Bei der Impfung soll eine Art genetischer Steckbrief das Immunsystem über den Feind, die mutierten Proteine auf der Oberfläche der Tumorzellen, informieren. „Diese Eiweißmoleküle unterscheiden sich kaum von gesunden Zellen. Deshalb stuft die körpereigene Abwehr sie zumeist als harmlos ein“, so Prof. Gebhardt. Ein fataler Irrtum. 34 Merkmale, sogenannte Neoantigene, werden im Rahmen der Impftherapie ausgewählt, die das Immunsystem erkennen und bekämpfen kann, wenn man es entsprechend brieft. Damit das gelingt, müssen die Forscher:innen zunächst den genetischen Code eines Tumors entschlüsseln. Das passiert in einem Zentrallabor in den USA. Dorthin wird das tumoröse Gewebe der Studienteilnehmer:innen geschickt. Wie unterscheidet es sich von gesunden Zellen? Wo gibt es mögliche Angriffspunkte? „Mithilfe künstlicher Intelligenz können selbst geringste Erbgutveränderungen festgestellt und die für eine Immunantwort wichtigen Sequenzen identifiziert werden“, sagt Gebhardt.

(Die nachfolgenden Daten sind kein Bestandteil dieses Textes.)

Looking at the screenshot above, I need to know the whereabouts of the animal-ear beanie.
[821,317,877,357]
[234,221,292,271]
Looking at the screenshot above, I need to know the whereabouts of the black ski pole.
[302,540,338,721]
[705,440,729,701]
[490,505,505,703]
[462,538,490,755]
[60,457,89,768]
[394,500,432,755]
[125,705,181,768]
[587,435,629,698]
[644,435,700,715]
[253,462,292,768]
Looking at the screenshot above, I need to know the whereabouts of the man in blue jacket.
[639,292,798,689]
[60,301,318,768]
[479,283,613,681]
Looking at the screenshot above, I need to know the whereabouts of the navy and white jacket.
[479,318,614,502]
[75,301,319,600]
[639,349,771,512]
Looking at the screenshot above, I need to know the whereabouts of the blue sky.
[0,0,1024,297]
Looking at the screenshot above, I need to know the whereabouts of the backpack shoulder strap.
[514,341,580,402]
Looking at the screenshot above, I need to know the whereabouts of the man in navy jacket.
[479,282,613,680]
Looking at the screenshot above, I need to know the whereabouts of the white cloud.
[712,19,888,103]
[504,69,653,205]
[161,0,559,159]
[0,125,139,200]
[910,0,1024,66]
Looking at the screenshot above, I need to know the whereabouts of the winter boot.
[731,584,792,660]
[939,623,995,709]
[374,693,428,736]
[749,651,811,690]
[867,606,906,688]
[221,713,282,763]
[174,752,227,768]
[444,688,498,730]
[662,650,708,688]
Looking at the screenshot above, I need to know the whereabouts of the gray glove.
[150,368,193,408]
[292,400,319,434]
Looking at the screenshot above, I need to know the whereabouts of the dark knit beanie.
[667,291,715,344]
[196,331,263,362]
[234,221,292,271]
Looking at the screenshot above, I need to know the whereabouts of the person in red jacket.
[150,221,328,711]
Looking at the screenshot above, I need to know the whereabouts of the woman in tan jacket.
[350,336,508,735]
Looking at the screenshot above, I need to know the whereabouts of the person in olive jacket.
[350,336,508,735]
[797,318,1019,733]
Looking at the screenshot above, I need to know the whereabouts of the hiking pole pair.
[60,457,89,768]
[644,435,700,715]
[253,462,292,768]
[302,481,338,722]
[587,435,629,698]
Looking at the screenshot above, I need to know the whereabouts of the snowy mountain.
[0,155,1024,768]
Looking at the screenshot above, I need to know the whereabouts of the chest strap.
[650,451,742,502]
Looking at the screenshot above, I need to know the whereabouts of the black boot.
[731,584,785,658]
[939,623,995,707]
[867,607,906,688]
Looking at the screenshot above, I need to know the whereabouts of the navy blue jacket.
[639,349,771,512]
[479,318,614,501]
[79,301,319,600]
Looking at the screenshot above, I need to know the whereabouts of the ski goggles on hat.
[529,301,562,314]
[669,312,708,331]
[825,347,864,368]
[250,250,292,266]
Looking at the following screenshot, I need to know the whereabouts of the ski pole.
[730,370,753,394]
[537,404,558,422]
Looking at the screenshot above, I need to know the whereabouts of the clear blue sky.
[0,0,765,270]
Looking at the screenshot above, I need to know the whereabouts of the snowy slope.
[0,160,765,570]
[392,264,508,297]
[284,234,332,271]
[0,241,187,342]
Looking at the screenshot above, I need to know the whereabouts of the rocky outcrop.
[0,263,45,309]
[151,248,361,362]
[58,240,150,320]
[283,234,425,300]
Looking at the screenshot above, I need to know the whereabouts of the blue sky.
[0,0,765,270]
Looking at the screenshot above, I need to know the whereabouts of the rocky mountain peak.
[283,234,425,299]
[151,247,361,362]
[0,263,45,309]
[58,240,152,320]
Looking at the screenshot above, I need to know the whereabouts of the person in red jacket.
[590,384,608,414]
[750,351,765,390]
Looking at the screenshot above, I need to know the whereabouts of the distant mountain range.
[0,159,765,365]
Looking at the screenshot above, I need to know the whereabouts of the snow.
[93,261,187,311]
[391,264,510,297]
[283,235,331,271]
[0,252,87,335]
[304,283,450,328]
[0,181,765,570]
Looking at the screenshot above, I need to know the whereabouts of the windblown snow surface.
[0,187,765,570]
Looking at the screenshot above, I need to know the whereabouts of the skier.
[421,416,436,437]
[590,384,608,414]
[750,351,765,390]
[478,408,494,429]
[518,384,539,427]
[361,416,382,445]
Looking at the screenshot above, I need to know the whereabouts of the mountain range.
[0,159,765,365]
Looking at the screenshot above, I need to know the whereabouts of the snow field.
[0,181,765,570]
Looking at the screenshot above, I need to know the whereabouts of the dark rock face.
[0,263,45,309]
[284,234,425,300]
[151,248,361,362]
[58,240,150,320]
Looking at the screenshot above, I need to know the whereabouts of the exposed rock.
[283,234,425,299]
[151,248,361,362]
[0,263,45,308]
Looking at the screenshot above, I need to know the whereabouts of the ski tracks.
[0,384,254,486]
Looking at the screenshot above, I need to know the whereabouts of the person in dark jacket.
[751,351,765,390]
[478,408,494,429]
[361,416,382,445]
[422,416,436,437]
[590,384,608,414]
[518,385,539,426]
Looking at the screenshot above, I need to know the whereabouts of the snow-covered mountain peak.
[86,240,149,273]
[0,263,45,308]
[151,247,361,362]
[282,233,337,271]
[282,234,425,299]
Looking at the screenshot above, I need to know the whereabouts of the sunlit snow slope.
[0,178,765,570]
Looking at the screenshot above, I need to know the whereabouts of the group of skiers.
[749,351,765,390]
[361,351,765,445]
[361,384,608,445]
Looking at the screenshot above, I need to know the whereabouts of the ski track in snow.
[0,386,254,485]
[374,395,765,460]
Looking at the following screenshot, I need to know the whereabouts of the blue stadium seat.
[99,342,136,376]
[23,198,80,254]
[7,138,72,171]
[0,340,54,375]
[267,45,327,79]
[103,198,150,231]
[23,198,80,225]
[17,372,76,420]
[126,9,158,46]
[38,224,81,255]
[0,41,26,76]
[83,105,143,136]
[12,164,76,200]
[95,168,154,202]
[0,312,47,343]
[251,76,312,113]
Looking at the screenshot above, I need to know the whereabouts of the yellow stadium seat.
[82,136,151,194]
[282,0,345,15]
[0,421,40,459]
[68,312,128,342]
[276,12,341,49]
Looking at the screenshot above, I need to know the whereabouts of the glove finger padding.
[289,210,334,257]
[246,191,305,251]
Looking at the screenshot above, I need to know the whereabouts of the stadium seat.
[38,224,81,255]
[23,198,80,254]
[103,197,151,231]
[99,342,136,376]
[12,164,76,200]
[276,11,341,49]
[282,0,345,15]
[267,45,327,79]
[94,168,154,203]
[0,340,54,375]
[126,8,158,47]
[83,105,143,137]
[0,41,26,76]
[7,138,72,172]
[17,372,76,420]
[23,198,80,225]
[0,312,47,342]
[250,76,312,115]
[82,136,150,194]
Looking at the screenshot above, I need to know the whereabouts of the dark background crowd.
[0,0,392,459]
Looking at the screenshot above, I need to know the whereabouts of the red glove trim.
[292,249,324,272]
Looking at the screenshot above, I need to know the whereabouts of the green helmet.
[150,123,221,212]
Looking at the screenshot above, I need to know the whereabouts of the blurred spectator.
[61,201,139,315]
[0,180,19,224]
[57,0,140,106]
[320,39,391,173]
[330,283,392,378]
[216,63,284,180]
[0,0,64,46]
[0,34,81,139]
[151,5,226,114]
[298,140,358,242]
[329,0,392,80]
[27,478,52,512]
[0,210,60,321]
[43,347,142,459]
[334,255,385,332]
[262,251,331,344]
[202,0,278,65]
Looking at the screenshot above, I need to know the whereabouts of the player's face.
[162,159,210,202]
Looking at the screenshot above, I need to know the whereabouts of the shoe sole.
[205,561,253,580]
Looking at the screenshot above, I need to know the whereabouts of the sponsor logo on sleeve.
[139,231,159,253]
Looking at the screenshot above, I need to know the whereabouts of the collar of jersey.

Innerhalb von sechs Wochen wird für jede:n Patient:in ein eigener mRNA-Impfstoff* designed und per Kurier zurück nach Deutschland geschickt. Dieser wird parallel zu einer Immuntherapie ein Jahr lang etwa alle sechs Wochen in den Oberarm gespritzt. Gebhardt: „Unser Abwehrsystem kann ein Gedächtnis für Krebszellen entwickeln. Wenn es erst einmal weiß, gegen wen es kämpfen muss, kann eine Attacke viel präziser ablaufen.“
Die aktuelle Studie läuft noch bis ins kommende Jahr, die ersten Ergebnisse werden voraussichtlich 2026 veröffentlicht. Doch in Fachkreisen wird erwartet, dass die erste personalisierte mRNA-Impfung zeitnah auf den Markt kommt. „Bei drei von vier Studienteilnehmer:innen der Vorläuferstudie ist der schwarze Hautkrebs auch nach zweieinhalb Jahren nicht wieder aufgetreten“, zitiert Prof. Gebhardt aktuelle Daten. „Die bisherigen Studienergebnisse stimmen uns optimistisch, dass die individualisierte Neoantigentherapie einen wichtigen Beitrag für das Ziel leisten könnte, das Wiederauftreten einer Melanomerkrankung zu verhindern und damit Heilung zu ermöglichen.“ Wie viele seiner Kolleg:innen hofft auch er, dass die Impfung gegen den schwarzen Hautkrebs ein Vorreiter für die Behandlung etwa von Darm-, Bauchspeicheldrüsen-, Prostata- oder Lungenkrebs werden kann.